During LAW, Christie’s will have an expansive watercolour by Giovanni Battista Lusieri (1755-1821) on view which depicts A Panoramic view of Rome from the Aventine Hill towards the South and is estimated at £200,000 – £300,000.
Patrick Bourne & Co will be showing a 1906 landscape by Sir William Nicholson (1872-1949) from his Littlehampton series. The world he recorded comprised meadows, skies and ships in the harbour. Works from this series are hidden masterpieces and mark the beginning of his modern landscapes.

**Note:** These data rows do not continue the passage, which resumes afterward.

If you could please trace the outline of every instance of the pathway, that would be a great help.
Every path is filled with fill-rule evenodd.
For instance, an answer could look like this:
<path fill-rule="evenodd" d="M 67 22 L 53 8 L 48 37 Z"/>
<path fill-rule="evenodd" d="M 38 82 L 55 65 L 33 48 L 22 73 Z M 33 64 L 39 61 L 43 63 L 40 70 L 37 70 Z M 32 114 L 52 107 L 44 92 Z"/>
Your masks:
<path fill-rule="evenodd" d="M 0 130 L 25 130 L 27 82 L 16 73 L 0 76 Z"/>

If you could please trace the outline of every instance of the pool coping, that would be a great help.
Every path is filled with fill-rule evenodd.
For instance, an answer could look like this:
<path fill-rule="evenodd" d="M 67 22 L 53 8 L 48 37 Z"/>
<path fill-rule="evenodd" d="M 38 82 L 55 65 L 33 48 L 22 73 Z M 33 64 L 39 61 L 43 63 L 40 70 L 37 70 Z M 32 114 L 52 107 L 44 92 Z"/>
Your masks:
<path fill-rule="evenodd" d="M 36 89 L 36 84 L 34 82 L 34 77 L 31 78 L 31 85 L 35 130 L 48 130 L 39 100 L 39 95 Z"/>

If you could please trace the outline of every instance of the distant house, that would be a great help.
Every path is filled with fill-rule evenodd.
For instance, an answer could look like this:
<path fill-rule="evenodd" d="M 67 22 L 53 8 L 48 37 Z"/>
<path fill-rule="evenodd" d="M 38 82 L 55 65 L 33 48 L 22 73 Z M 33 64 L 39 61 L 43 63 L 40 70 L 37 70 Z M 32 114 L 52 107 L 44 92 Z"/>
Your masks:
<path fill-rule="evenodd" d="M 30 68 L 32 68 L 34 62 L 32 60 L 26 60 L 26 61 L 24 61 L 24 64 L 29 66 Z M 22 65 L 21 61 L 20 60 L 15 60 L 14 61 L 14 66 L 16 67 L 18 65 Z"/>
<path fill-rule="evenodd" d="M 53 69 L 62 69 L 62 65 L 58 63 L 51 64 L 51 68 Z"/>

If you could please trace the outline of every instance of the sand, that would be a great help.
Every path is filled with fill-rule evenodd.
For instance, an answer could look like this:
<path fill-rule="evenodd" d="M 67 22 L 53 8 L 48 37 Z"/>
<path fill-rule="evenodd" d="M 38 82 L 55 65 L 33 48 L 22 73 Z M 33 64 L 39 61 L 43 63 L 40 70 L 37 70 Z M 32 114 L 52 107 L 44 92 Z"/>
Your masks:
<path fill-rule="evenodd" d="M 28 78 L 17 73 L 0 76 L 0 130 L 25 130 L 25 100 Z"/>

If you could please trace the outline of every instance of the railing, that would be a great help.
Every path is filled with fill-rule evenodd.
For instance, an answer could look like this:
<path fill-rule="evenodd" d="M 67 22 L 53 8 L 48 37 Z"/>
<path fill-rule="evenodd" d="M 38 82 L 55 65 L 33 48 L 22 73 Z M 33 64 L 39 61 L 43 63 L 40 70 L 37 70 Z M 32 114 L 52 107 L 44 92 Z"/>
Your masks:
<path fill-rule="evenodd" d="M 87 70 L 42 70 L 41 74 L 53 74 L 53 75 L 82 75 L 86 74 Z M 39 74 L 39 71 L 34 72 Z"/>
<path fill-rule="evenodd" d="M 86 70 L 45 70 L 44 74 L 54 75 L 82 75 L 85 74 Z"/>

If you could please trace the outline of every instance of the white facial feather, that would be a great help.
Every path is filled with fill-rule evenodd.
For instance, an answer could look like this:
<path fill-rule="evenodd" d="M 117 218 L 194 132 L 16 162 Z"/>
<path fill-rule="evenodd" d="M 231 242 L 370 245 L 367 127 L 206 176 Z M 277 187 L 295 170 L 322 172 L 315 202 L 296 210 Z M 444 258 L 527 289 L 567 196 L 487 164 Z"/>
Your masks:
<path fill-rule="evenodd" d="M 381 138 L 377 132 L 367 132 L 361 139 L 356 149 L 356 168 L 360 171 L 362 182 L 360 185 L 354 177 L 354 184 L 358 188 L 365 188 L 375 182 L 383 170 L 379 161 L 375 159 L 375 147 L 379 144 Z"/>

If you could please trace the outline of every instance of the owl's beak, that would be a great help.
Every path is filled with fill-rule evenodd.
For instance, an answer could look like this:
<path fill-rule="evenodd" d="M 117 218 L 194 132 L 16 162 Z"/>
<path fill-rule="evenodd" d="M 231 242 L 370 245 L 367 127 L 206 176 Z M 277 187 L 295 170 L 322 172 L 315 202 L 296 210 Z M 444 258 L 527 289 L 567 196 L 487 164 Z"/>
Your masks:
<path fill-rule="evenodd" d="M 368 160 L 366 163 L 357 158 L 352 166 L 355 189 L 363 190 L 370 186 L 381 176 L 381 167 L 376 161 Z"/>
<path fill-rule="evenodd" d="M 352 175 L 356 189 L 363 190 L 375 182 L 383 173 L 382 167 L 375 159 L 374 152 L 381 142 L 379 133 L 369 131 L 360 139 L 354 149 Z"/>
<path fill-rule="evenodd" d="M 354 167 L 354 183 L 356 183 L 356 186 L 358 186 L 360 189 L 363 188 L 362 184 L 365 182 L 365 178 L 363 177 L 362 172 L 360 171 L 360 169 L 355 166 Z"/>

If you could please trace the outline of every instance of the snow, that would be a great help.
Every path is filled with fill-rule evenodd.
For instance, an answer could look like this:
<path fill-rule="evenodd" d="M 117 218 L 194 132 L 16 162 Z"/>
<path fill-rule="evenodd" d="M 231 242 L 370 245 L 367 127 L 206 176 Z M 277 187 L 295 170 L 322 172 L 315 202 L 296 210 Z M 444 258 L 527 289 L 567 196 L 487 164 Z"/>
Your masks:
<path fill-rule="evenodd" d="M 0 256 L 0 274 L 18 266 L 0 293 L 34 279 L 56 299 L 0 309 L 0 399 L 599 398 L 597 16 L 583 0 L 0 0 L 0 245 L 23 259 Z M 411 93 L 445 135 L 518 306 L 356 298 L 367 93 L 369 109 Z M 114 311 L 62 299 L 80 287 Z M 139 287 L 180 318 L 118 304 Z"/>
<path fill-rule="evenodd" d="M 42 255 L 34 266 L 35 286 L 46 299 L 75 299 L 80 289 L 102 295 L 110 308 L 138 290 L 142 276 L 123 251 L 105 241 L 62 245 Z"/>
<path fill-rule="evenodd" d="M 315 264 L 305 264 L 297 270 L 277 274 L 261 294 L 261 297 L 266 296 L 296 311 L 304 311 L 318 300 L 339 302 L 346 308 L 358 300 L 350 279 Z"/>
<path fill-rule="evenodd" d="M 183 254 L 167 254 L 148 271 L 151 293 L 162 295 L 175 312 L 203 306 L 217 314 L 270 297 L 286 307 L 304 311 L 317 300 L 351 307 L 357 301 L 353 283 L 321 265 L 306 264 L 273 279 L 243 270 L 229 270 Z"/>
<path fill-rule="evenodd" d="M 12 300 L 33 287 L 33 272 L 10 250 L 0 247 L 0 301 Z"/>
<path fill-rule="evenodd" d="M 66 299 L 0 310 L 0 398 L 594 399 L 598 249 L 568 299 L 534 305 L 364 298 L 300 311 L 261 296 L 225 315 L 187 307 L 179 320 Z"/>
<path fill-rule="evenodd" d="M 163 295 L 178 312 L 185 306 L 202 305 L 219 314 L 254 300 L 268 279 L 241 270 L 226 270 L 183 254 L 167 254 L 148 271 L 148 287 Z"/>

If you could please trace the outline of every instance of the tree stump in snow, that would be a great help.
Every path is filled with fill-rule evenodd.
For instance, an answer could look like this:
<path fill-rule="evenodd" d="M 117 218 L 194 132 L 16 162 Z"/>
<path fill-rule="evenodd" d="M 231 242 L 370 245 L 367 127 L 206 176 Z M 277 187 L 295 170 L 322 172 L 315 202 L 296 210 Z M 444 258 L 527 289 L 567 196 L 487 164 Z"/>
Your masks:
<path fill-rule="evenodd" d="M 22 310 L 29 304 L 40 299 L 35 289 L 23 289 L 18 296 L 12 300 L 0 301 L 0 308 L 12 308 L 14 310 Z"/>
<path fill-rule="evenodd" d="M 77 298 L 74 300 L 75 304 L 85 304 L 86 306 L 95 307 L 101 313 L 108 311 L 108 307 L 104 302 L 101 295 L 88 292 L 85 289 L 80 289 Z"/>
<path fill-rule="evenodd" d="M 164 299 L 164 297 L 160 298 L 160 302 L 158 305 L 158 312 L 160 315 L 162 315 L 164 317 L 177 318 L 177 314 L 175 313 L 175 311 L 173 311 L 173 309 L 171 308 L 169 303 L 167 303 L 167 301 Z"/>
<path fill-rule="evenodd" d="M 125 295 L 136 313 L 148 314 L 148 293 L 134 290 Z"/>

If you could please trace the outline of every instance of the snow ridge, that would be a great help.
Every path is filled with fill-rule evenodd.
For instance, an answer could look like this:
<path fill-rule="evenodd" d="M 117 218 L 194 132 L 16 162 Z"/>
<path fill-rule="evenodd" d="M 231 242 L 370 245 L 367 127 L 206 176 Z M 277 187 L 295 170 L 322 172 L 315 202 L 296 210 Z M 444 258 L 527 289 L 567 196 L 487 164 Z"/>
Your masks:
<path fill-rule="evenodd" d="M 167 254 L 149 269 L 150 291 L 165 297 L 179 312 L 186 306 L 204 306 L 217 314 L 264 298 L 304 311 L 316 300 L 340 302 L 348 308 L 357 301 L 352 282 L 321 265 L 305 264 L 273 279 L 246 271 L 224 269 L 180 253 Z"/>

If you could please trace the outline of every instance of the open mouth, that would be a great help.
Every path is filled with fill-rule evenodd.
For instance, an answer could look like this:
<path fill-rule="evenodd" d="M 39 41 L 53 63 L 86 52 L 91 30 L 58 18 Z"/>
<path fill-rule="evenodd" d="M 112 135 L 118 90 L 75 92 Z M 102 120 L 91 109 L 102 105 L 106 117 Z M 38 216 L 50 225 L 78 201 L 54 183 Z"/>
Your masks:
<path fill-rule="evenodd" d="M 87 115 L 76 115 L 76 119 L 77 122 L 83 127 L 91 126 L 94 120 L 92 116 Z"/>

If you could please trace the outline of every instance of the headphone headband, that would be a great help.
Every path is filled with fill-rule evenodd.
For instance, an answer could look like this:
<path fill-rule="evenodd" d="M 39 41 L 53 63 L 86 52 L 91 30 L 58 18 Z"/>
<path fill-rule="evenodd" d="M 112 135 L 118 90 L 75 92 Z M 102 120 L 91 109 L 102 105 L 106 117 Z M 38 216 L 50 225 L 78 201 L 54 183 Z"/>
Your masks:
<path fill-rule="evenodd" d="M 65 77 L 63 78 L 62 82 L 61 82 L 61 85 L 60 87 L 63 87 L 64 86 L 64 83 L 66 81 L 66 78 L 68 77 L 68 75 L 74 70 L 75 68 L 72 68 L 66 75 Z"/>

Abbott & Holder will be exhibiting an excellent watercolour by Gwen John (1876-1939) of Worshippers in the Church at Meudon, circa 1920. The artist moved to Meudon just outside Paris to be close to Auguste Rodin, for whom she had modelled and had an affair with. When their relationship deteriorated, she turned to the Catholic Church for comfort and started a series of portraits of local churchgoers and nuns.
Rountree Tryon, another returning LAW exhibitor, will be showing the Portrait of Robert ‘Bobby’ Gould Shaw III on horseback in the grounds of Cliveden by Sir Alfred James Munnings, P.R.A., R.W.S. (1878-1959). The sitter, Nancy Astor’s eldest child from her first marriage, was an accomplished horseman and the painting captures the essence of elegance and grandeur of life for the English aristocracy in the years before the Second World War. Although the family commissioned the portrait, it remained in Munnings’ studio as Gould Shaw was jailed for homosexuality in 1931; it was later acquired by American heiress Mrs Cynthia Cary for her home in Newport, Rhode Island.
Philip Mould & Company is showing a portrait by Gwen’s brother Augustus Edwin John (1878-1961). The Sisters dates to 1937, and a recently resurfaced photograph album illustrating the John family’s visit to Jamaica has shed new light on the sitters.